Bromine pool problems

Hi - I need help! I’m a first year pool owner but have so far managed my pool OK this Summer. My pool is an 8m x 4m salt pool, with a newly installed chlorine generator. All was fine until last week when I found mustard algae (I recognised it from pictures and descriptions online). It was a yellow, dusty deposit on the pool floor.

Other chemistry seems OK - PH at 7.2, TAC at 120, CYA at 58, salt at 3.

I shocked the pool twice using chlorine tabs + turned the generator onto to S (shock). I also scrubbed walls and hoovered. The algae resisted even though the chlorine level was 10+ for a couple of days solid. I looked for help online and under advice I added sodium bromide NaBr. It appears the algae has gone - great - but I am now surprised to find out that I have a bromine pool. It’s totally unstable, it shows almost zero chlorine and not much more bromine after only a few hours of sunshine (this with the pump running and chlorine generator set to 8 out of 10). I really don’t want to have to leave the generator on max all the time.

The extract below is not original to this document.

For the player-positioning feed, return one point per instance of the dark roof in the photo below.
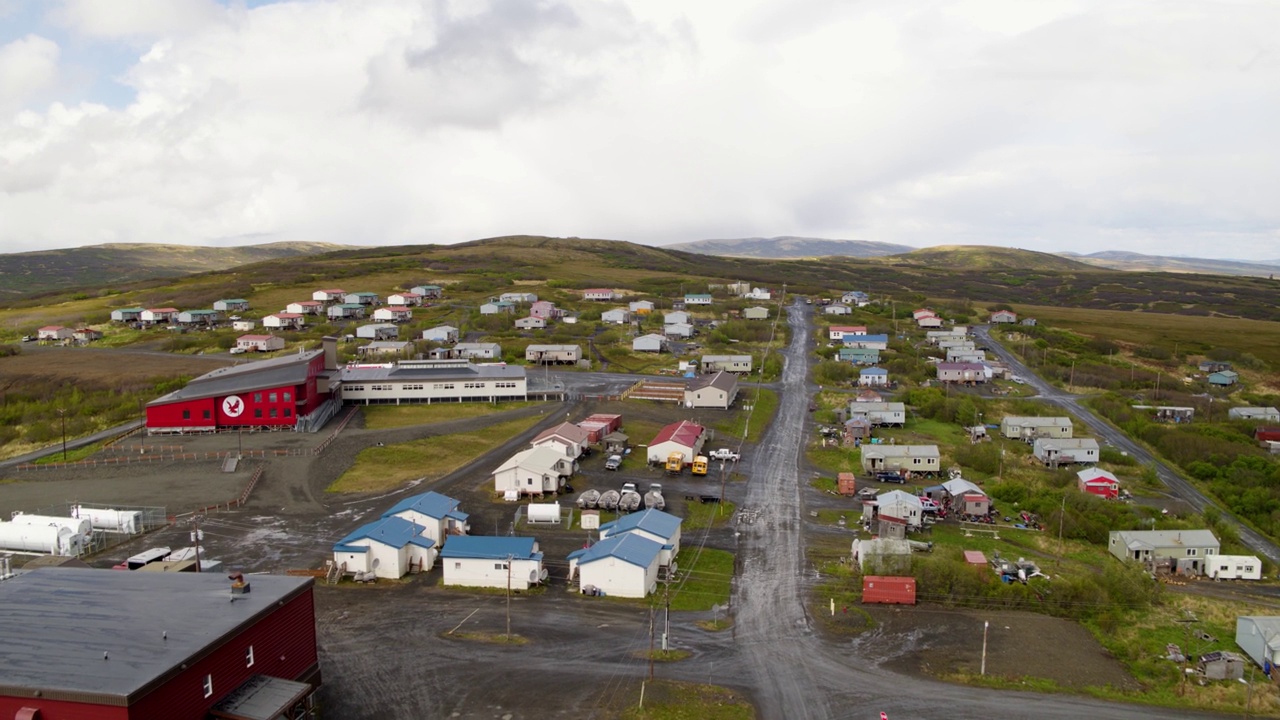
(58, 621)
(277, 372)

I know it’s difficult to turn the pool back to a chlorine one without draining. I have a liner pool and believe it can cause damage if you totally drain it - is that correct. I’m pretty desperate. I was relaxed enought to be testing the pool every 2-3 days until this happened because it was stable. Now the sanitation varies by the hour. Is draining, somehow, my only solution?

Help!!!

Laurie

Hello Laurie - Thank you for contacting Inyo. Using sodium bromide does not permanently turn the pool to bromine. Sodium bromide is used all the time in chlorine pools to treat mustard algae. After using sodium bromide the pool needs to be shocked again with chlorine. We recommend using liquid (sodium hypochlorite) or granular chlorine shock (calcium hypochlorite) to bring the chlorine level back up.